So you think you can eyeball your food, do you? I don’t think it’s a good idea. And let me show you why. Do you think you know what a serving of pasta looks like? Do you even know how much pasta constitutes one serving? Well, let’s test your knowledge. Close your eyes and picture what you think is a serving of pasta. I’ll wait. You got it? Ok, take a look at what a serving of pasta really is (brace yourself).

svg pasta

This is a SAUCER on the scale. 2oz of pasta barely fills a saucer. I still can’t believe it! I eat pasta maybe once or twice a month. I normally use a whole box (and normally whole wheat) in a recipe then divide it into servings. I’ve never divided the pasta into servings until today. Only one word comes to mind: WHOA! Actually what I said to myself was, “Fuckin’ seriously? This is all you get for 2 ounces?” I was simultaneously mad, appalled, and nervous. Mad because that’s fucked up that’s all you get for 2oz. I mean, really. Appalled because I felt like, WTF am I supposed to do with this?! Nervous because what if it didn’t fill me up? This was my lunch! But I trust the Moderation-PortionSize Nazis, I do. So I finish cooking lunch and serve it up. See the rest of the pasta in the background? That’s another 2.4oz. I thought the entire 4.4oz would be a serving. I still can’t believe it. I gave the rest of the pasta to Reuben for his lunch and I ate the 2oz serving. Yeah, my son got more pasta than I did. Fucked. Up. He probably burns more calories than I do in a day, too, if I had to be honest. So what? It’s still not fair. Restaurants have totally screwed us mentally when it comes to portion sizes. If that little bit is 2oz, then restaurants are easily giving us 4 servings of pasta, at least. And that’s just a damn shame. Now I have to train my mind and stomach that this is normal (on a salad plate, now):

plated

It was actually filling and tasty. It was just enough that I was no longer hungry, yet I also wasn’t stuffed. This lunch took less than an hour from prep to clean up. No lie. Let me let you in on my stream of consciousness so you can see how I even ended up eating it. I wanted breakfast for lunch: chicken smoked sausage (2), scrambled eggs w/ cheese (3), and a bagel thin (3). But I felt like we needed a real lunch and I needed to get rid of stuff that I have in the fridge. This is at noon. I go to the fridge and take out the chicken smoked sausage, leftover fettuccine noodles, and a little more than half a can of diced tomatoes (w/ oregano & basil). I get my digital scale and get to work. I have always eyeballed the sausage, only because I would cut it into 7 equal pieces, so I was pretty on spot with that one. I eyeballed 1.9oz for the 2oz serving. I would have sold myself short. I weigh out about 4oz of sausage and 2oz of pasta. I slice the sausage into coins, then cut each coin in half. I sprayed a 10-inch skillet with PAM and started to saute the sausage. It already has a great flavor (somewhat spicy), but I added dried basil, Italian seasoning, and garlic & herb seasoning. I put the tomatoes into the Magic Bullet and pureed them into a sauce. I poured the tomato sauce into the pan a little at a time, stirring to get the seasonings off the bottom of the pan, then I added more Italian seasoning. I also added a packet of Truvia to my sauce because I like it a little sweet. I warmed the pasta in the microwave then separated the sauce into three servings: one for Reuben and two for me. My pasta was 2PP, the sauce was 4PP, and the tablespoon of shredded parmesean cheese was 1PP. I finished cooking around 12:30 and was doing our dishes at 12:53. Not bad, huh?

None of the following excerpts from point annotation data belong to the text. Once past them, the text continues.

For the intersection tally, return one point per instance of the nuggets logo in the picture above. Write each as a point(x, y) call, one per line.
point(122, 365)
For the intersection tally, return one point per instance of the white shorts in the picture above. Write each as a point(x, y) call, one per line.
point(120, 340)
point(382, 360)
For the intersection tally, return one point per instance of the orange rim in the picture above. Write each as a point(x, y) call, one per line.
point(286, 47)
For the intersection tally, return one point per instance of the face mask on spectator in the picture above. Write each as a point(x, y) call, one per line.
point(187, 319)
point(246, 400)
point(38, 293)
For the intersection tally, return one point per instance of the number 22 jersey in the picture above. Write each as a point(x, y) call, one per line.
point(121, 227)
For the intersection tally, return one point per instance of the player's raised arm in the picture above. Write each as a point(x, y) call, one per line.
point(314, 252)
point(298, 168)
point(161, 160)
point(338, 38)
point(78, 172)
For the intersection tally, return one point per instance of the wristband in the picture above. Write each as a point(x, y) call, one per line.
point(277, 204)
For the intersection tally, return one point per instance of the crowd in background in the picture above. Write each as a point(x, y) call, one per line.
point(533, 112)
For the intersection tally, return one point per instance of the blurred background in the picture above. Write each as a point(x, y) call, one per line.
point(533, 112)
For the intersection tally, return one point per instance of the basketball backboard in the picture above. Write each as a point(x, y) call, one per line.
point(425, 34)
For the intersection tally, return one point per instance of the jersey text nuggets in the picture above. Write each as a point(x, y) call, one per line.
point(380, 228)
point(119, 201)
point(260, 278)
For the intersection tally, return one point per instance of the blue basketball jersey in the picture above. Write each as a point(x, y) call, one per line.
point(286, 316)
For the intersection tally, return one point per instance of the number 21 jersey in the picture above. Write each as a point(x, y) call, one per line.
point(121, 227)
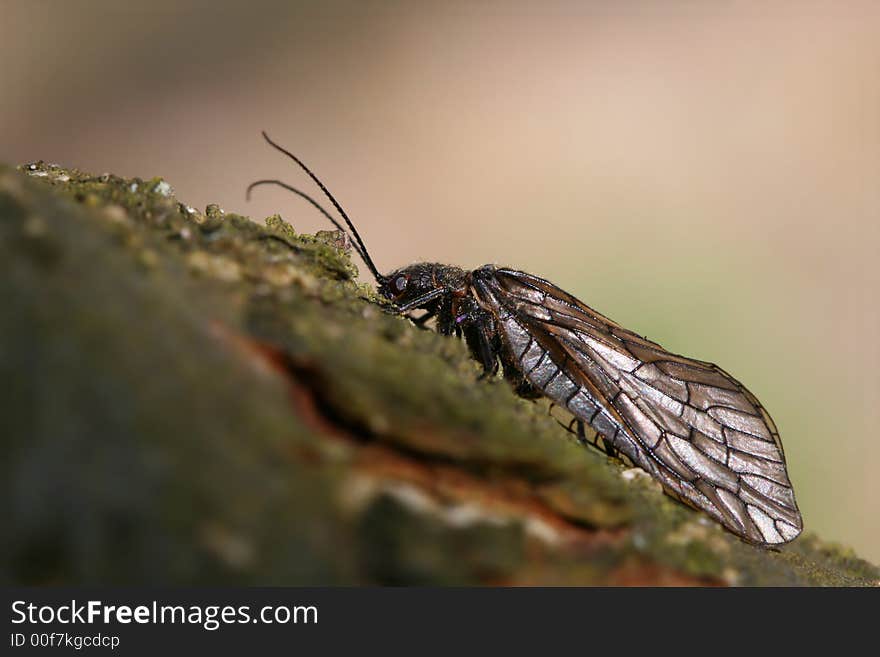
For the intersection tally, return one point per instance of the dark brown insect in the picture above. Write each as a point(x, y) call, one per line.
point(688, 423)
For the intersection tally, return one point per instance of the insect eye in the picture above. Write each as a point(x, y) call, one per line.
point(400, 284)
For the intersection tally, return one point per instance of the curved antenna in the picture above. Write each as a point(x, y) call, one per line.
point(302, 194)
point(363, 253)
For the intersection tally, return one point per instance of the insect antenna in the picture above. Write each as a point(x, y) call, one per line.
point(302, 194)
point(362, 251)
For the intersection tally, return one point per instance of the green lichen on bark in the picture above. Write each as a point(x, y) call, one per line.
point(199, 398)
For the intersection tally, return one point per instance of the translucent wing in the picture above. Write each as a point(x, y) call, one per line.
point(692, 426)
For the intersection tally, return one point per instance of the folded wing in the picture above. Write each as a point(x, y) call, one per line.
point(688, 423)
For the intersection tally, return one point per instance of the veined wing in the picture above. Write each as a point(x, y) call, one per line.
point(688, 423)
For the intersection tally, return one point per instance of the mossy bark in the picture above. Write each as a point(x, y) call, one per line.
point(195, 398)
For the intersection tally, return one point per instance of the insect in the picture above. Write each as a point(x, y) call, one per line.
point(689, 424)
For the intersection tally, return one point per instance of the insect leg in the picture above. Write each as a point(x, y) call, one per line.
point(478, 330)
point(420, 321)
point(423, 300)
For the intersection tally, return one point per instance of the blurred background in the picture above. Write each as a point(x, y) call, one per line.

Anyway, the food scale. I think that this item is integral to my success at losing weight. I use this digital scale a lot more than I used my old scale with the hash marks. It’s easier to use and there is no cleanup (I never sit anything directly on the scale, always on a plate or in a bowl). I use it so much that I took it out of the box and sat it on top of the microwave. I use it no less than 3 times a day. Yeah, I pretty much weigh and measure everything. No room for error that way.